REVEALED: France’s new holiday dates for the 2022/23 school year

School in France is far from out for summer but the dates have been released for the 2022/23 school year complete with holidays and "bridges". Take a look so you can plan your holidays.

REVEALED: France's new holiday dates for the 2022/23 school year

It’s the time of year children dislike most – as is traditional, rentrée in France is on September 1st this year, a Thursday, a day after teachers return to the classroom to prepare for the new term.

The 2022-23 school year then ends – 36 school weeks later – after classes on Friday, July 7th, 2023, later than in recent years and just a week before the fête nationale on July 14th.

 “My class will be almost empty the last week, families will have gone on vacation, especially if the tourist prices are considered out of vacation, therefore less expensive,” a  teacher in Paris told Le Parisien.
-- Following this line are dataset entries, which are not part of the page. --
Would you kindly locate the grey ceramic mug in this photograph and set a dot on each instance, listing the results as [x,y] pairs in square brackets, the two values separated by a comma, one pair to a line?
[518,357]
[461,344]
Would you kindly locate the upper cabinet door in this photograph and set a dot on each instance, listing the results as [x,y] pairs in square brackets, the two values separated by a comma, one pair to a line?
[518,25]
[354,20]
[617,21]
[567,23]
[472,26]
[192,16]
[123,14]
Another was concerned about the weather at that time of year. “The longer we get into the year, the hotter it gets. They already forecast 35C on May 18th, so on July 8th, I can’t imagine the heat in class,” she said.

School holidays in France have long been divided into three zones. Summer, autumn and Christmas holidays are taken at the same time across the whole of the country, but the winter and spring breaks are staggered according to which zone a school is in.

The educational zones in France are here 

Image: Service-Public.fr

The Ministry of Education has published a calendar planner for the 2022/23 school holidays on its website, showing the holiday periods for all three zones in France.

Image: ministère de l’éducation nationale et de la jeunesse et des sports

The calendar is available to download as a pdf, here

Notably, pupils in Zone A schools – those in Besançon, Dijon, Grenoble, Lyon, Clermont-Ferrand, Limoges, Poitiers and Bordeaux – face a longer-than-usual summer term, a two-and-a-half month stretch from April 24th to July 8th. This is a longer term than is usually recommended by education experts – longer even than the 10-and-a-half weeks at the same time last year for two zones, which was described as “a marathon” by both families and teachers.

There will be some breaks in that long run of school weeks, however. May Day and VE Day are both on Mondays next year, Ascension is on Thursday, May 18th, with schools traditionally ‘bridging’ the Friday, and Pentecôte holiday is on Monday, May 28th.

On the flipside, pupils in the same zone also get the shortest term on record in the next school year. They return after the Christmas holiday on January 3rd, and break-up for the winter holidays on February 4th.